We looked at each other and laughed with renewed delight at this proof that our unity had survived. Then, watching each other as we had done across crowded rooms or dining tables, we raised our hands in our game of mirrors. In unison like a pair of wheeling swifts, we clenched our fists and knocked them against our temples in mock rage and despair, not knowing which of us followed and which of us led.

Weak with relief, I smiled back into Frederick’s eyes, which were no longer opaque. Again they liked what they saw. I was also aware of a new feeling.

Though I already thought him perfect in every way, and had never minded that I was leading and protecting him through the complexities of the English court, Frederick had just surprised me. I felt respect.

Then he leaned over and kissed my nipple. ‘Tonight,’ he said. ‘But we must barricade the door.’

76

APRIL, 1613 – MARGATE

We had to wait for favourable winds. Lord Admiral Northampton again insisted that I not be allowed to sail on an ill-fated vessel that never wished to be put to sea. But I had vowed to make my escape on the
Prince Royal,
even if not to the Americas. My determination was as great as Henry’s had been to get his ship afloat. Charges of corruption in the Navy and delayed launchings never sank a ship that I knew of.

It was ten years since I left Scotland.

I could not eat for fear that something would still stop us. I had listened in the night for the hoof beats of those skeleton horses. I did not look down into the river as we rowed away from Westminster, imagining that bony hands reached up for me, to twine in my skirts and pull me down to stay with them forever, buried in muddy silt.

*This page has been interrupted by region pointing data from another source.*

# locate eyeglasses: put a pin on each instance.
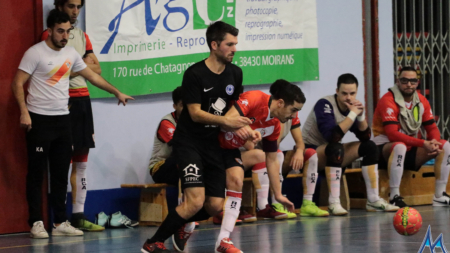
(413, 81)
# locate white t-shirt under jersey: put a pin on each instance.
(48, 93)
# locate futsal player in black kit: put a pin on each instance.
(209, 87)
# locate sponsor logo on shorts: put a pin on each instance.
(229, 89)
(191, 173)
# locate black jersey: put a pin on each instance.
(213, 92)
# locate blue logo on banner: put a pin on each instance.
(230, 89)
(150, 22)
(428, 242)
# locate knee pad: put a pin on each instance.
(369, 151)
(335, 154)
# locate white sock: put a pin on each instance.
(395, 168)
(189, 227)
(260, 180)
(79, 186)
(230, 213)
(309, 175)
(441, 170)
(333, 175)
(280, 157)
(370, 174)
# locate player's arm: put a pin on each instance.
(19, 80)
(230, 121)
(101, 83)
(274, 178)
(93, 63)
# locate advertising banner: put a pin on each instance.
(144, 46)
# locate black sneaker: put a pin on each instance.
(398, 201)
(179, 239)
(156, 247)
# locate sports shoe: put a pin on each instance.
(441, 201)
(337, 209)
(80, 222)
(270, 213)
(398, 201)
(38, 231)
(179, 239)
(246, 217)
(65, 229)
(380, 205)
(226, 246)
(309, 208)
(281, 209)
(101, 219)
(217, 219)
(156, 247)
(118, 220)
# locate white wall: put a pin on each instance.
(124, 135)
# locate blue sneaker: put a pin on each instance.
(118, 220)
(101, 219)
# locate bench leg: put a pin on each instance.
(249, 198)
(153, 206)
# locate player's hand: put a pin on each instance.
(285, 202)
(237, 122)
(123, 98)
(433, 147)
(88, 60)
(256, 137)
(25, 121)
(244, 133)
(356, 108)
(297, 160)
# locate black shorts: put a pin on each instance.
(410, 159)
(201, 164)
(232, 158)
(82, 122)
(165, 171)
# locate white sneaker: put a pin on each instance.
(336, 209)
(441, 201)
(65, 229)
(38, 231)
(380, 205)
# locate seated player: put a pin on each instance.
(399, 116)
(330, 119)
(297, 159)
(266, 112)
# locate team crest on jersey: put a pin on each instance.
(229, 89)
(389, 112)
(244, 102)
(327, 108)
(217, 107)
(191, 173)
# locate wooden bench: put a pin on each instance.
(153, 203)
(416, 187)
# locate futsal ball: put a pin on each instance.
(407, 221)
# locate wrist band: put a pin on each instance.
(352, 115)
(362, 117)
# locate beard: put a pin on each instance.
(59, 44)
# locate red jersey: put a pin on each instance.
(254, 105)
(386, 126)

The weeks of celebration following our marriage were marred by the financial reckoning. My father had failed to raise enough money from his subjects, as custom allowed, to pay the costs of my marriage. To save money, he dismissed the household he had arranged for my husband so that mostof Frederick’s gentlemen had to leave for Heidelberg at once, without us. Lord Harington found himself out of pocket for the costs of my trousseau. I ran out of the gold rings and other trinkets I was giving as gifts to the followers I would leave behind. I had found one of Carr’s men measuring up my apartments. The Golden Weasel could not wait until I had left England before claiming what had been mine.

‘Please tell your master that I’m amazed he’s willing to wait until I’ve gone!’ I said. ‘Why does he not wheedle and pout and work on the king to have me thrown out at once?’

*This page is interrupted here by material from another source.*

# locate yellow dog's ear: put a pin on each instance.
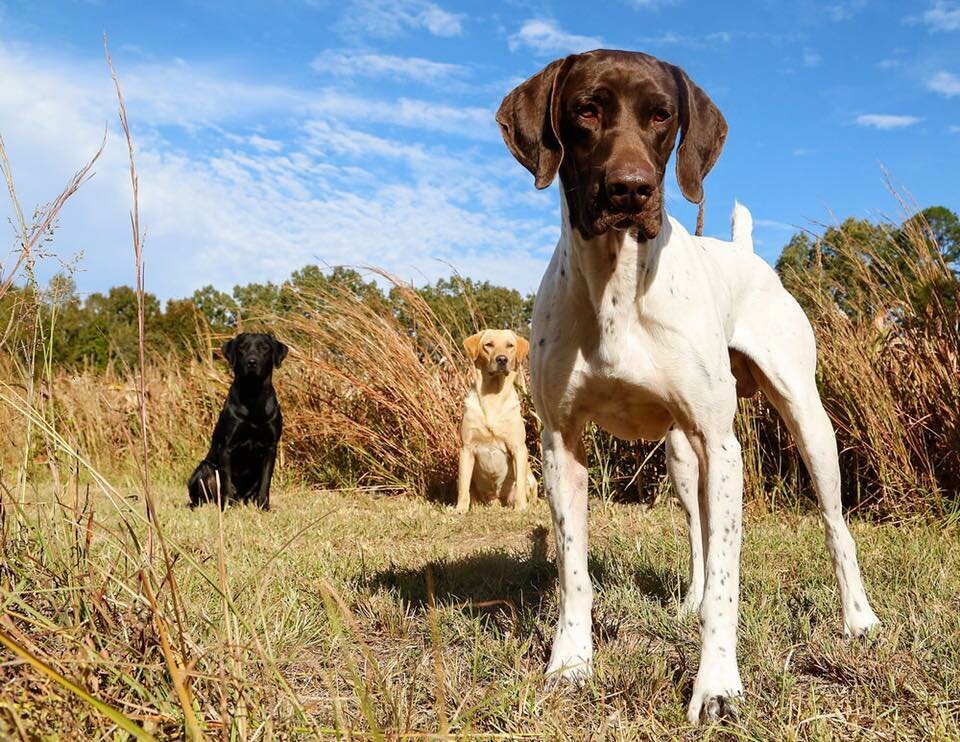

On the other hand, Bacon’s masque had ended in disaster. Fireworks failed to ignite. Boats were delayed, performers injured. The king left in impatience before the end, ordering Bacon to try again the next day. Then the king refused to attend. Gleeful rumour said that, beforehand, Bacon had refused all offers to help allay the costs, because he wanted full credit with the king and refused to share the glory. The champion of Reason had been undone by unreasoning chance, with no one else to share the blame.

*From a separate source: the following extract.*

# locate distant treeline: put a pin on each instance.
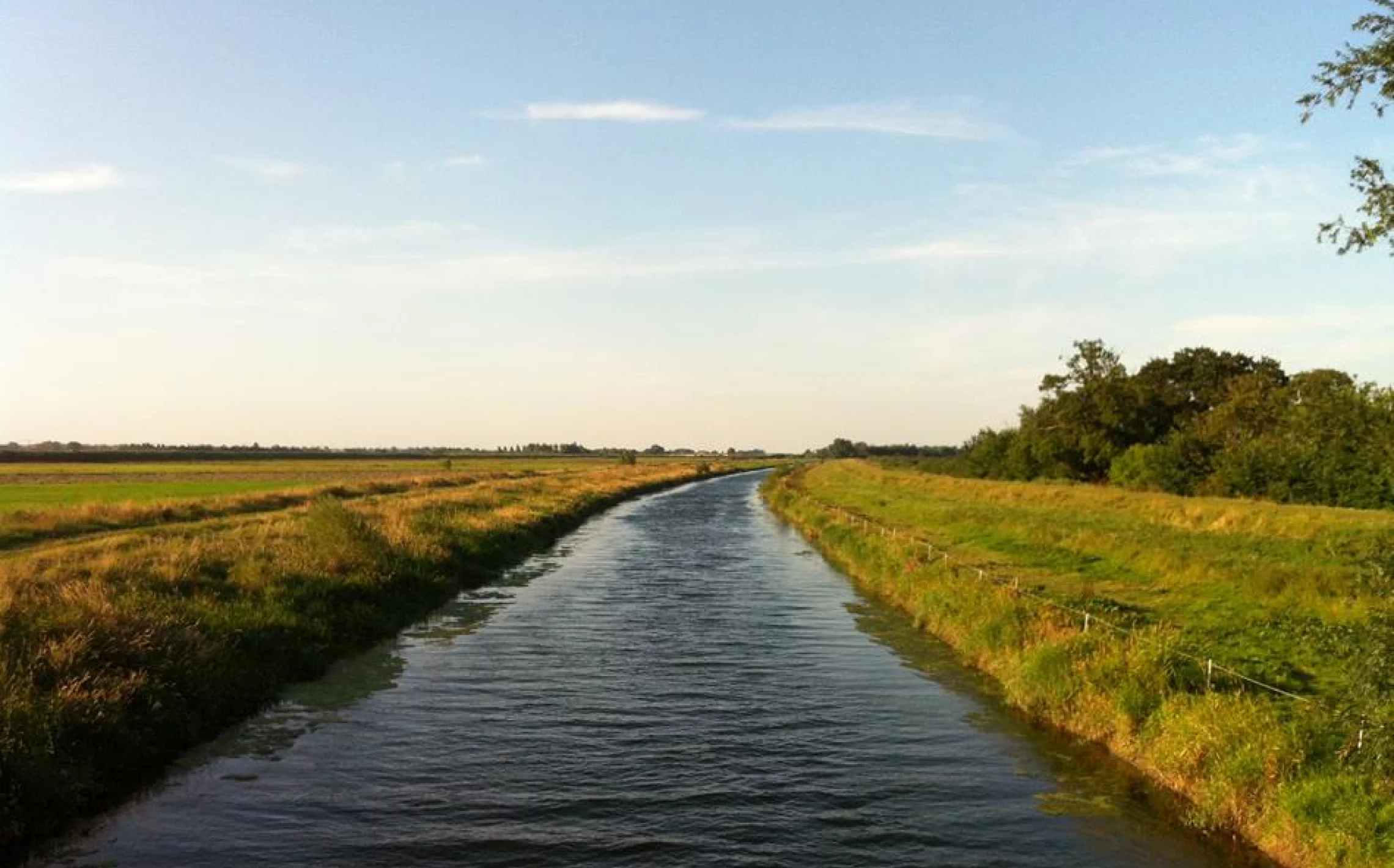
(74, 452)
(843, 447)
(1201, 422)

Without the firm guiding hand of Cecil, the affairs of England still limped and changed direction. Bacon was the most able of the king’s advisers but also widely disliked. Frederick and I wanted only to be gone but had to wait on the festivities and the vacillations of the king,

The royal family had travelled together by barge from Whitehall to Greenwich and from there to Rochester.

I said farewell first to my mother, who was setting out on a progress to Bath.

‘Well,’ she said. ‘Here we are. As I said – you, going. To Heidelberg.’

I nodded. I laid my hand over the fragment of granite from the Edinburgh crags, tucked into my pocket under my skirts. This time, I had armoured myself.

She kissed me formally and stepped back at once as if my touch burned. She started to leave, then turned back to meagain. She gave me a sly glance. ‘Sometimes, it is possible to exact a small revenge,’ she said with the air of bestowing a parting gift. ‘His majesty does not yet know it, but I have shot Brutus, his favourite dog.’